Critères de la dépendance à l’exercice
(D. Veale, 1991)
- Réduction du répertoire des exercices physiques conduisant à une activité physique stéréotypée, pratiquée au moins une fois par jour.
- L’activité physique est plus investie que tout autre.
- Augmentation de la tolérance de l’intensité de l’exercice, d’année en année.
- Symptômes de sevrage avec tristesse lors de l’arrêt (volontaire ou contraint) de l’exercice physique.
- Atténuation ou disparition des symptômes de sevrage à la reprise de l’exercice.
- Perception subjective d’un besoin compulsif d’exercice.
- Réinstallation rapide de l’activité compulsive après une période d’interruption.
- Poursuite de l’exercice physique intense en dépit de maladies physiques graves causées, aggravées ou prolongées par le sport. Négligence des avis contraires donnés par les médecins ou les entraîneurs.
- Difficultés ou conflits avec la famille, les amis ou l’employeur liés à l’activité sportive.
- Le sujet s’oblige à perdre du poids en suivant un régime, pour améliorer ses performances.
Le principe de l’addiction à l’exercice physique tient dans l’usage d’une situation routinière (la pratique d’un geste répétitif, sans satisfaction immédiate), afin d’obtenir une augmentation de l’estime de soi, à travers une multitude d’effets physiques et psychiques. Dans le cas des coureurs de fond, le remplacement de la dépendance au tabac était immédiatement bénéfique. Dans le cas des dépendants aux exercices physiques de type body-building, stretching, l’essentiel réside dans l’appropriation de ce style de vie sportif qui devient la seule manière de vivre (la plupart de pratiquants intensifs du body-building se retrouvent souvent à faire leur métier).

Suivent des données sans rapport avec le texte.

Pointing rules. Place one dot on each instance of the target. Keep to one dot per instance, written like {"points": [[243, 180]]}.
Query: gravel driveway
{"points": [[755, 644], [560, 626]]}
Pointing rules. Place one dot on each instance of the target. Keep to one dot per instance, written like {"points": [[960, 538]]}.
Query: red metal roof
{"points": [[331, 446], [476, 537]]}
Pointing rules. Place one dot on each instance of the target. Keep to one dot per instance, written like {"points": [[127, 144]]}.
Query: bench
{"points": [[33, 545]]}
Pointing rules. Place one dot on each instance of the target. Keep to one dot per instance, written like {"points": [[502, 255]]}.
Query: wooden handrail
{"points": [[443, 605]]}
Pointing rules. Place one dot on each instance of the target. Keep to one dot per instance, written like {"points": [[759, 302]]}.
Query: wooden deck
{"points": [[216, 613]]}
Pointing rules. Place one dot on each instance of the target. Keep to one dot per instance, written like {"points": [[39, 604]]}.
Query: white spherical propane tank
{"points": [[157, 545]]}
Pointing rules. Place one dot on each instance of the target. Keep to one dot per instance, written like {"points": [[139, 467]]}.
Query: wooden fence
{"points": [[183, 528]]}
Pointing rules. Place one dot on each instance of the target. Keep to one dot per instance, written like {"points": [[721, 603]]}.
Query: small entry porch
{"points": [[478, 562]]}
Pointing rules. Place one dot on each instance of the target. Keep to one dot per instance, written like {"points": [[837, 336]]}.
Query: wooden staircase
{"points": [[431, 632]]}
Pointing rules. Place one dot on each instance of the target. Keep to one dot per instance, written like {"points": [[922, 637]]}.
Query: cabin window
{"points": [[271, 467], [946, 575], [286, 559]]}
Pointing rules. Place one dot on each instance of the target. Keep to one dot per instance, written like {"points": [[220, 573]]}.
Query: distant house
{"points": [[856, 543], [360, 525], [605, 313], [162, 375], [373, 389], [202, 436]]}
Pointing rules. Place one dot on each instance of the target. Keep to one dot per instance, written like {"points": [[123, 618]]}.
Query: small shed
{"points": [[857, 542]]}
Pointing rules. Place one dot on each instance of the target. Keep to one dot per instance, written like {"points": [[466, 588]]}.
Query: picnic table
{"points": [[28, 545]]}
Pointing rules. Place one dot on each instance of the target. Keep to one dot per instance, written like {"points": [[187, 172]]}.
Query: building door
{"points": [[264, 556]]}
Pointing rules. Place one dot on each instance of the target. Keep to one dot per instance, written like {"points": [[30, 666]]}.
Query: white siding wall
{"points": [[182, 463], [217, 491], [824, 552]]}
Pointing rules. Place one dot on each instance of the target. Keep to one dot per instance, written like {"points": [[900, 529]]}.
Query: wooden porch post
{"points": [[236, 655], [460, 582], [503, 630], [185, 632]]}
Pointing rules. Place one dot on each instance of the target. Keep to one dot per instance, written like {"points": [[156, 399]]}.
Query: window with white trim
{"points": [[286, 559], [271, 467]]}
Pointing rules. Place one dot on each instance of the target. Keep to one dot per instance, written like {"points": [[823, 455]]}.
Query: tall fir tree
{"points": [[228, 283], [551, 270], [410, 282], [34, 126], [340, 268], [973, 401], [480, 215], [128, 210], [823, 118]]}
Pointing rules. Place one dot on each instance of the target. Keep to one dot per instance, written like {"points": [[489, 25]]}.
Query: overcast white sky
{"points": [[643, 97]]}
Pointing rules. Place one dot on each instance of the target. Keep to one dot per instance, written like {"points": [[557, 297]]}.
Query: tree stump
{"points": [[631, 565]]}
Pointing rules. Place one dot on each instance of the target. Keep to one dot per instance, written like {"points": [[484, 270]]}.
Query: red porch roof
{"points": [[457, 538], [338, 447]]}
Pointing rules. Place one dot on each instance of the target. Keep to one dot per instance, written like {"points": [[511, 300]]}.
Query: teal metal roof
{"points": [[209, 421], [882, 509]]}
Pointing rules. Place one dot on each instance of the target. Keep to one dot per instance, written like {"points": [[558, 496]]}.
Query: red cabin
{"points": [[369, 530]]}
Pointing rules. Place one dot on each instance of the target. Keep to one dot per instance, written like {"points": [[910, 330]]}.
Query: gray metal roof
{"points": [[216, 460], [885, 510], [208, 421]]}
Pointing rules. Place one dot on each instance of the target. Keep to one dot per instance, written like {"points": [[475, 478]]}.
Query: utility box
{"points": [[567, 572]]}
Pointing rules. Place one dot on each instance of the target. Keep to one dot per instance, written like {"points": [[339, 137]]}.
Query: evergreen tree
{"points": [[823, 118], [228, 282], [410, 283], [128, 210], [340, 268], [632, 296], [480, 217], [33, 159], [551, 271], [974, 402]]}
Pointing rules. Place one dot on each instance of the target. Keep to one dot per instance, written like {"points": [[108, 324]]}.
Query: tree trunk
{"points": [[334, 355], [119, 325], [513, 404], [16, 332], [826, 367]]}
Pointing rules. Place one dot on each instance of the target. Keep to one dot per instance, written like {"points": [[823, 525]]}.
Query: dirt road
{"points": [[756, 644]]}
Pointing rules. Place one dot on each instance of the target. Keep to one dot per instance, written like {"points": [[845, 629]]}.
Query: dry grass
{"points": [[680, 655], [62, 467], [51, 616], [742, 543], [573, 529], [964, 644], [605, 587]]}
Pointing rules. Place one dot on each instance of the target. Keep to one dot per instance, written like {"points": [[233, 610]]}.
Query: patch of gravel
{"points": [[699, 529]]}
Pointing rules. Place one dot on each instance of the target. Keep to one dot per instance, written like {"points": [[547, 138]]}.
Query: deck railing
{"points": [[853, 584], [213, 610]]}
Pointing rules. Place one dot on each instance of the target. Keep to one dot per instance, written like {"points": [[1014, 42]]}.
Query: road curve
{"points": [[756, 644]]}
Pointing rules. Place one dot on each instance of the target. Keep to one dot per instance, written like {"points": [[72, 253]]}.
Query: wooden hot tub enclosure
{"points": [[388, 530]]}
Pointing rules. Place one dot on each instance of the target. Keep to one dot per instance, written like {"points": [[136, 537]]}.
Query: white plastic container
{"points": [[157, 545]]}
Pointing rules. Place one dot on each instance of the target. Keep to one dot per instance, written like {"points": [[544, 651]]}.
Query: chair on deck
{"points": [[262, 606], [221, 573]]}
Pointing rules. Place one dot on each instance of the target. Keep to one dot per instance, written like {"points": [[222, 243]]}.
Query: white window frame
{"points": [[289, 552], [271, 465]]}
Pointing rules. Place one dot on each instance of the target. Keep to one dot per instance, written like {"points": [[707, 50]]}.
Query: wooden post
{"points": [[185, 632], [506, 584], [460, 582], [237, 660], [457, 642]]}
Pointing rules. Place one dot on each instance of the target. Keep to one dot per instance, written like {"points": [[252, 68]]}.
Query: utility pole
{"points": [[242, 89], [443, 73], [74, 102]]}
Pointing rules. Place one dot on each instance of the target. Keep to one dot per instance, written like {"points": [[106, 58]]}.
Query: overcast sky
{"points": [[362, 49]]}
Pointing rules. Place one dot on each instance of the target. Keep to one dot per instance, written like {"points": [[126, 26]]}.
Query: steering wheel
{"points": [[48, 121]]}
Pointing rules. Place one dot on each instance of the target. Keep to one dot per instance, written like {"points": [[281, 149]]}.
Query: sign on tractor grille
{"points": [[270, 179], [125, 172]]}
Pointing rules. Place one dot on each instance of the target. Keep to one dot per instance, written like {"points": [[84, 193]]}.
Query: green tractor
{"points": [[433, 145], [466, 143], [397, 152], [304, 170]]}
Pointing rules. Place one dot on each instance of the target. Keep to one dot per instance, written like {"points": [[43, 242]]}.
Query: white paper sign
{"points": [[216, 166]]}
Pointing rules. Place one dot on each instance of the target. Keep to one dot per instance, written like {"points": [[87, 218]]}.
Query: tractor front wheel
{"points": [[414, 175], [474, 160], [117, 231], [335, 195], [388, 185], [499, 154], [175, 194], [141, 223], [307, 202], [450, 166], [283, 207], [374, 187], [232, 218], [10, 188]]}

Il existe à l’heure actuelle plusieurs échelles d’évaluation de cette nouvelle addiction dont nous vous proposons celle qui s’adresse aux coureurs de fond et aux body-builders.
Running Addiction Scale
(Champan et Castro, 1990)
- Je cours très souvent et régulièrement (+ 1)
- Si le temps est froid, trop chaud, s’il y a du vent, je ne cours pas (- 1)
- Je n’annule pas mes activités avec les amis pour courir (- 1)
- J’ai arrêté de courir pendant au moins une semaine pour des raisons autres que des blessures (- 1)
- Je cours même quand j’ai très mal (+ 1)
- Je n’ai jamais dépensé d’argent pour courir, pour acheter des livres sur la course, pour m’équiper (- 1)
- Si je trouvais une autre façon de rester en forme physique je ne courrais pas (- 1)
- Après une course je me sens mieux (+ 1)
- Je continuerais de courir même si j’étais blessé (-1)
- Certains jours, même si je n’avais pas le temps, je vais courir (+ 1)
- J’ai besoin de courir au moins une fois par jour (+ 1)
Critères de dépendance au body-building
(D. Smith, 1998)
- Je m’entraîne même quand je suis malade ou grippé.
- Il m’est arrivé de continuer l’entraînement malgré une blessure.
- Je ne raterais jamais une séance d’entraînement, même si je ne me sens pas en forme.
- Je me sens coupable si je rate une séance d’entraînement.
- Si je rate une séance, j’ai l’impression que ma masse musculaire se réduit.
- Ma famille et/ou mes amis se plaignent du temps que je passe à l’entraînement.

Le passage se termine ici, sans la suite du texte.